Enseguida, “uno me puso una pistola en la cabeza y me dijo no voltees, no me veas, y fue cuando el otro sujeto se me acercó. Por dentro sólo estaba rezando para que no me hicieran daño, voltee mi mirada y vi mi cuarto abierto, a donde enseguida me dirigieron, el de camisa azul me puso una toalla en los ojos para evitar que los viera, mientras que el otro seguía apuntándome en la cabeza”.

“Me preguntaron que para quién trabajaba, yo respondí que para los vecinos del edificio, que hacía la limpieza, me preguntaron si tenía las llaves de los departamentos del edificio, pero dije que no, porque no las tengo. Me quitaron mi reloj y un anillo, pero como no encontraron más, el hombre más bajo me dijo: como no hay más cosas de valor, ¿sabes lo qué procede? Respondí que no sabía, ¡te vamos a violar!”, recordó Flor.

Nerviosa y con rasgos de tristeza en el rostro, Flor continuó, “el hombre me pasaba la pistola por todo el cuerpo y me bajaban el cierre de la bata que tenía. Solamente me quitaron el pantalón”, a través de la toalla, observó que “él se bajó el cierre del pantalón y me ordenó callarme”.

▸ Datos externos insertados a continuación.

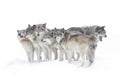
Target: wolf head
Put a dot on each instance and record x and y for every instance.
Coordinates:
(21, 34)
(100, 31)
(58, 34)
(40, 30)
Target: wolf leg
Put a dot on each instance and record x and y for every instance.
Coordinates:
(55, 53)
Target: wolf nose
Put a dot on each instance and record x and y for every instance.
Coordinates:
(41, 39)
(105, 35)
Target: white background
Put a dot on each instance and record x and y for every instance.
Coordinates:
(17, 14)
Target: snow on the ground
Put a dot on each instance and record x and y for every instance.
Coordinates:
(16, 14)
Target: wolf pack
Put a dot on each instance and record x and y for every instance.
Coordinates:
(72, 44)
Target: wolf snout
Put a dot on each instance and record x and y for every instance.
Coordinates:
(105, 35)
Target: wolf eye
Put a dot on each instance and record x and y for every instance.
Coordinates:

En la carpeta de averiguación que quedó registrada ante la Fiscalía Central de Investigación en Delitos Sexuales, en poder de Diario de México, el supuesto violador dijo a Flor, “no hables o te voy a dar un cachazo”.

La mujer describió a los agresores, uno medía 1.55 metros de altura y tenía 35 años de edad aproximadamente, de complexión robusta, tez moren clara, cabello lacio, corto con frente amplia y vestía traje sastre color gris sin corbata; el otro sujeto de 1.70 metros de altura, también de 35 años de edad, complexión delgada, piel morena clara, cabello chino, cejas pobladas, con bigote, usaba pantalón de vestir y camisa, ambos color azul; claro, sin corbata.

Este caso se suma a las mil 142 averiguaciones previas por violación registradas hasta hace un par de meses ante la Procuraduría General de Justicia capitalina (PGJ), según cifras oficiales, son alrededor de dos denuncias al día por abuso sexual en la capital.

Vecinos que ayudaron a Flor solicitaron el apoyo de dos policías, quienes “fueron obligados por los vecinos a revisar el inmueble y a ver cómo había quedado el cuarto de la azotea, porque no mostraron disponibilidad de ayudar”.

“No hubo apoyo, no hubo nada. Ni la dirección de la sede de la Secretaría de Seguridad Pública capitalina brindaron, porque según no la recordaban”, agregó.

Asimismo, los colonos de Tlatelolco denunciaron que la inseguridad en la zona sigue al alza. “Aquí en la zona solamente hay como seis policías y los seis andan juntos haciendo los disque rondines. Y si hay reuniones, los policías nos hablan de poda, basura, de todo menos de la seguridad”.